Rechtbank 's-Gravenhage
zittinghoudende te Amsterdam
enkelvoudige kamer vreemdelingenzaken
Uitspraak
op grond van artikel 8:70 van de Algemene wet bestuursrecht (Awb)
jo artikel 94 en artikel 106 van de Vreemdelingenwet 2000 (Vw 2000)
reg. nr.: AWB 07/39760
V-nr.:[nummer]
inzake:
[Eiser], geboren op geboortedatum 1978, van (gestelde) Armeense nationaliteit, verblijvende in het Uitzetcentrum Schiphol-Oost, eiser,
gemachtigde: mr. L.B. Vellenga-van Nieuwkerk, advocaat te Alkmaar,
tegen:
de Staatssecretaris van Justitie, verweerder,
gemachtigde: S. Mahyou, ambtenaar bij de Immigratie- en Naturalisatiedienst van het Ministerie van Justitie.

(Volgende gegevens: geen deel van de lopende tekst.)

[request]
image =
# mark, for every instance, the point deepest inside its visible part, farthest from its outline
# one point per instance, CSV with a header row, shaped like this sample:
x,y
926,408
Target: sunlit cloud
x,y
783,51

I. ONTSTAAN EN LOOP VAN HET GEDING
Op 15 oktober 2007 is eiser op grond van artikel 3 van de Vw 2000 op de luchthaven Schiphol de toegang tot Nederland geweigerd. Ten aanzien van eiser is op dezelfde datum de vrijheidsontnemende maatregel op grond van artikel 6, eerste en tweede lid, van de Vw 2000 toegepast.
Bij beroepschrift van 20 oktober 2007 heeft eiser beroep ingesteld tegen het besluit van verweerder tot oplegging van de vrijheidsontnemende maatregel.
Ingevolge artikel 94, eerste lid, van de Vw 2000 strekt het beroep tevens tot een verzoek om toekenning van schadevergoeding.
Op 15 oktober 2007 heeft eiser een aanvraag ingediend tot het verlenen van een verblijfsvergunning asiel.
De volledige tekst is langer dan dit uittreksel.